Together, these approaches provide a robust, evidence-based understanding of what works, why it works, and how advertising can be optimised for stronger performance.
Advertising research methods
Advertising research uses a mix of qualitative, quantitative, and behavioural methods to understand how people respond to campaigns. Common approaches include:
Focus groups or depth interviews
Small, moderated discussions that explore attitudes, perceptions, and emotional reactions to advertising in depth.
Pre-testing
Concept & Creative Testing – Evaluates adverts before launch to assess attention, engagement, message clarity, and brand linkage, helping refine creative before media spend.
Tracking studies
Ongoing measurement during and after campaigns to monitor awareness, perception, and the impact on brand and behaviour over time.
Surveys and Quantitative Research
Awareness Surveys & Brand studies – Structured questionnaires used to gather statistically robust data on recall, appeal, and effectiveness across larger audiences.
Eye-Tracking
Eye-Tracking measures where people look and for how long, providing insight into attention and visual engagement.
Facial Coding & Biometrics
Facial Coding & Biometrics analyses emotional responses to advertising, often capturing subconscious reactions.
Together, these methods provide a comprehensive, evidence-based view of what works, why it works, and how campaigns can be optimised for stronger results.
When is the right time to conduct advertising research?
Advertising research is most powerful before a campaign launches, but its value extends across the entire campaign lifecycle. The strongest brands don’t treat research as a one-off check — they use it continuously to build confidence, refine decisions, and maximise effectiveness.
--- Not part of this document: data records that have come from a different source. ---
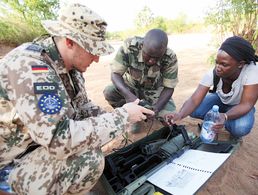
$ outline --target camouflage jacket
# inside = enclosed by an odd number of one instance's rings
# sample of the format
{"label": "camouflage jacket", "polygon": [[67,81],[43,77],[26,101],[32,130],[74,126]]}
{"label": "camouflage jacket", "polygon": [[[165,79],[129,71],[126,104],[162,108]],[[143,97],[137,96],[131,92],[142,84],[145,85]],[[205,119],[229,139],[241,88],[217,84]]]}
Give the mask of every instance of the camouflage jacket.
{"label": "camouflage jacket", "polygon": [[142,87],[156,90],[160,86],[175,88],[178,83],[177,57],[167,48],[156,65],[148,67],[142,57],[143,38],[127,39],[111,63],[111,71],[123,75],[127,84],[133,88]]}
{"label": "camouflage jacket", "polygon": [[0,168],[32,142],[65,159],[100,148],[128,125],[125,109],[104,113],[92,104],[83,75],[66,71],[51,38],[38,44],[25,43],[0,61]]}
Creative Development – Testing early-stage ideas provides critical directional input before significant time and budget are committed. At this stage, research helps shape creative territories, messaging, and executional guidelines, ensuring ideas are grounded in real audience response rather than internal opinion.
Pre-Launch Testing – This is the most common and often most valuable stage. Evaluating your advert before it goes live allows you to see it through the eyes of your target audience. It highlights strengths, uncovers potential weaknesses, and identifies anything that may be misunderstood or overlooked. This not only reduces risk and avoids costly mistakes, but also gives you the confidence that your campaign is set up to perform.
In-Market Evaluation – Research doesn’t stop once a campaign is live. Ongoing evaluation helps you understand what’s working, what isn’t, and—crucially—why. Whether confirming success or identifying areas for improvement, this stage provides the insight needed to optimise performance and inform future campaigns.